Une expédition «tout compris» grimpe le Nido de Condores, à 5550m d'altitude, sur l'Aconagua. Yana Wengel, Author provided

Beaucoup d’alpinistes amateurs choisissent des expéditions « tout compris », se fiant uniquement à la réputation de l’organisation et à l’aide des guides et porteurs. Sans cet encadrement professionnel, ils échoueraient à coup sûr. C’est un paradoxe, car ce besoin d’un encadrement professionnel et du tout compris encourage des amateurs désireux d’atteindre le sommet à tout prix, et de ce fait met en danger la sécurité des autres.

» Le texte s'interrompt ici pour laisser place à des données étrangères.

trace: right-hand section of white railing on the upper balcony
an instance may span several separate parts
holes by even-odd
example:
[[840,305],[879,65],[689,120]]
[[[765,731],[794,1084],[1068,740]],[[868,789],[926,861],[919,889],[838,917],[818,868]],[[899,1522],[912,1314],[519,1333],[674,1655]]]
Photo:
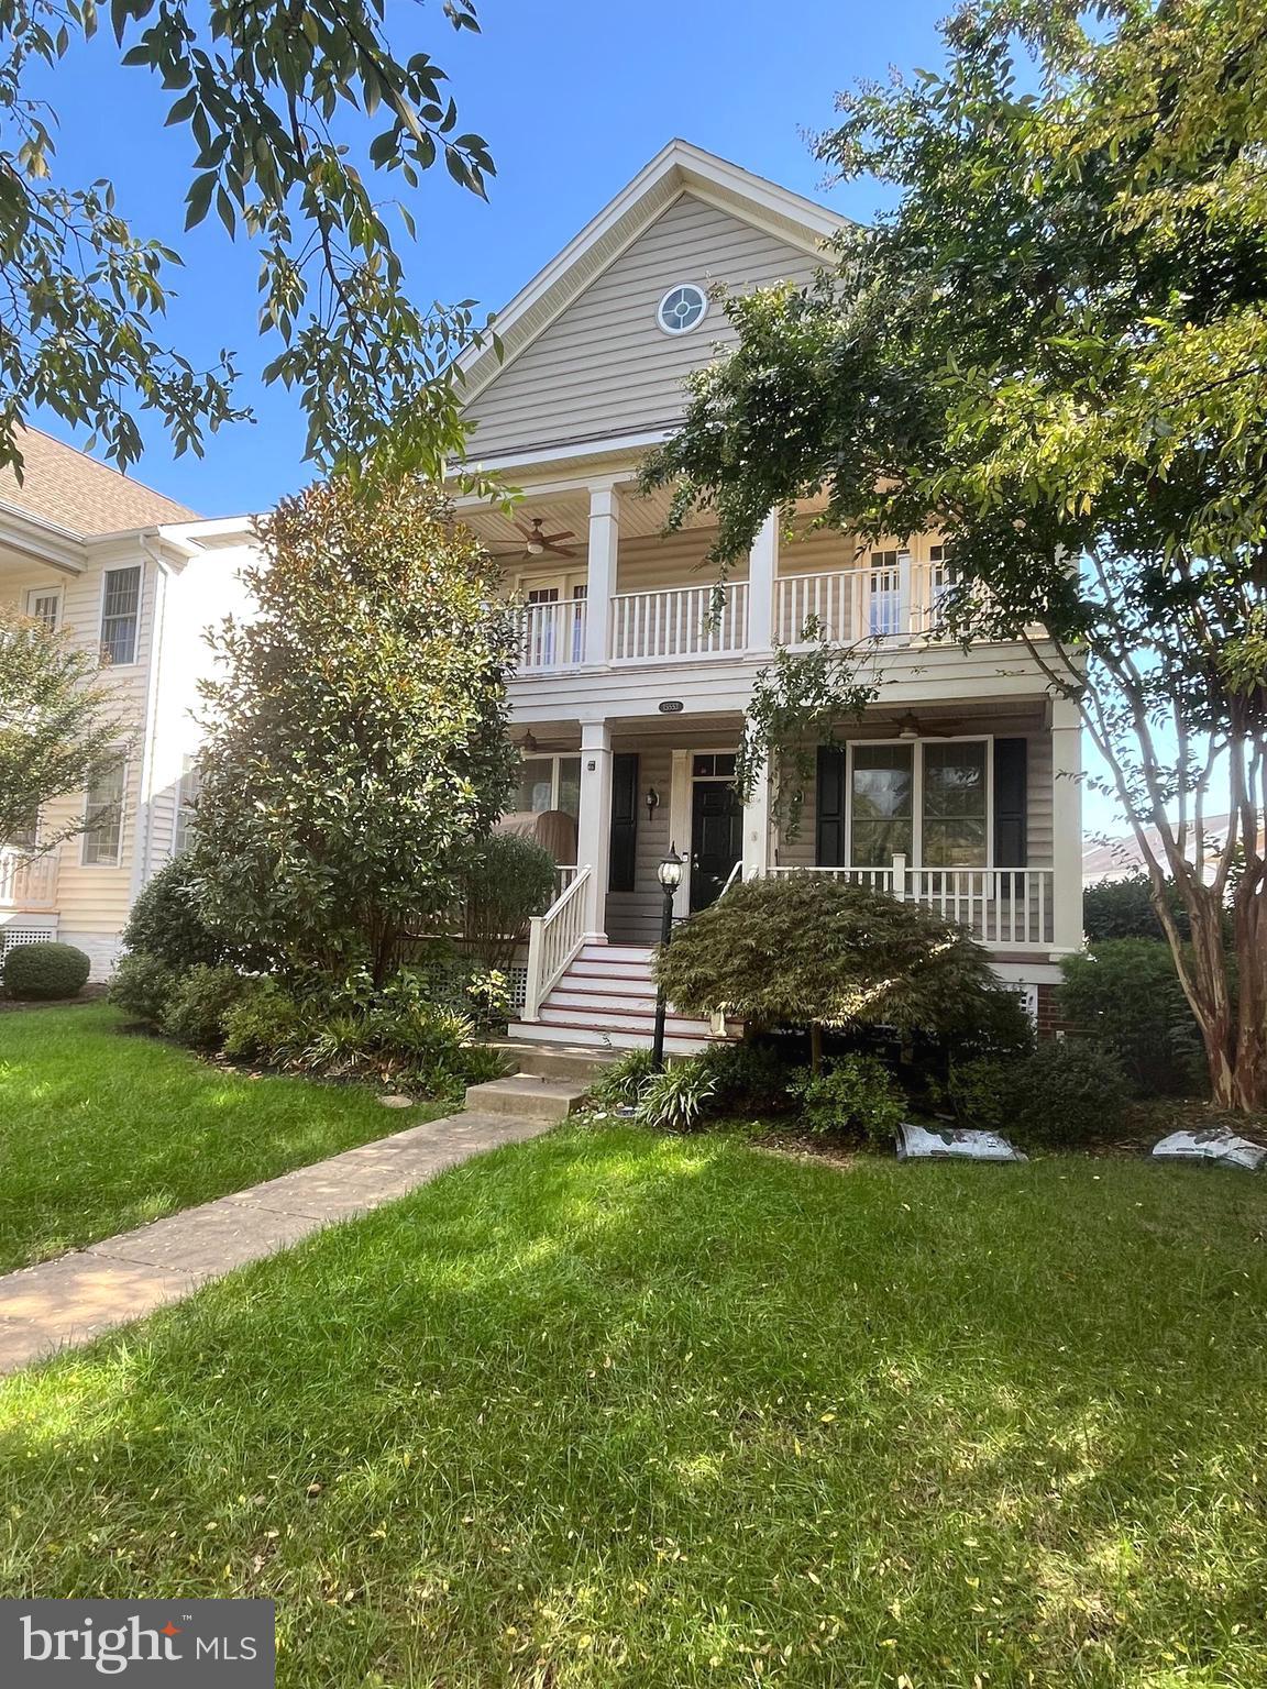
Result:
[[899,554],[885,568],[838,569],[831,574],[786,574],[775,583],[774,627],[780,645],[816,638],[909,644],[944,630],[944,603],[954,586],[946,562],[912,562]]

Bien entendu, les alpinistes les plus expérimentés ont eux-mêmes besoin de logistique et d’aide localement pour les ascensions des sommet les plus élevés. Mais ils disposent du savoir, des compétences, et de la force pour atteindre le sommet - et s’appuient autant que possible sur leurs seules ressources. Mais leurs réussites, combinées au tourisme « tout compris », peut susciter un faux sentiment d’invulnérabilité chez des grimpeurs de peu d’expérience.

Expérience et permis

Chaque pays a ses propres règles d’octroi de permis. Mais seule une poignée d’autorités gouvernementales vérifient de façon rigoureuse les compétences en alpinisme du demandeur.

Pour faire l’ascension du Mont Denali en Alaska (6190 m), le sommet le plus élevé de l’Amérique du Nord, des compétences avancées en alpinisme sont exigées ainsi qu’une expérience en camping d'hiver sauvage.

Seulement sept compagnies de guides de montagne sont autorisées à diriger des expéditions au sommet et les alpinistes en solo doivent démontrer leurs compétences pour obtenir un permis. Ce contrôle strict a pour effet de minimiser le risque pour les grimpeurs ainsi que l’impact sur l’environnement, menant à une gestion durable des expéditions sans accident – un objectif qui a été atteint en 2018.

D’autres pays ont des exigences beaucoup plus souples. Selon ce que le New York Times a rapporté, pour obtenir un permis en vue de l’ascension de l’Everest, le gouvernement népalais ne demande qu’un passeport, une courte biographie et un certificat de bonne santé.

Avant d’obtenir un permis pour grimper le Mont Denali en Alaska, il faut remplir des conditions strictes en terme d’expérience. Denali National Park

Gravir une montagne, c’est exigeant, tant au niveau physique qu’au niveau mental. Le grimpeur doit avoir une bonne éthique – accepter de prendre la responsabilité de ses gestes, respecter les traditions locales d’ascension, prendre soin de ne pas polluer l’environnement et ainsi de suite – être muni d’un bon équipement, en plus d’avoir une réelle expérience de l’alpinisme.

D’après nous, un minimum de normes de compétences en haute altitude devraient être requises en vue de l’émission des permis. Mais l’alpinisme est une industrie lucrative et rapporte beaucoup d’argent à des économies souvent défavorisées.

Au fil des ans, les enjeux de sécurité et de surpopulation en montagne sont devenus un grave problème.

Les touristes qui s’improvisent alpinistes n’ont pas ce qu’il faut pour atteindre les sommets difficiles. L’imprudente arrogance peut conduire à la tragédie, comme on l’a vu cette année sur l’Everest. La communauté mondiale des alpinistes doit se mobiliser pour réclamer l’instauration de critères précis quant aux compétences et à l’expérience exigées en vue de l’obtention d’un permis pour des expéditions en haute montagne. Le simple fait d’en avoir les moyens financiers ne devrait pas suffire.

Mais comment y parvenir ? À qui revient le rôle de gérer l’alpinisme de façon sécuritaire, responsable et durable?

Si on n’aborde pas cet enjeu, d’autres tragédies qui auraient pu être évitées, mais qui sont dues à la commercialisation de l’alpinisme, vont continuer d’horrifier le monde.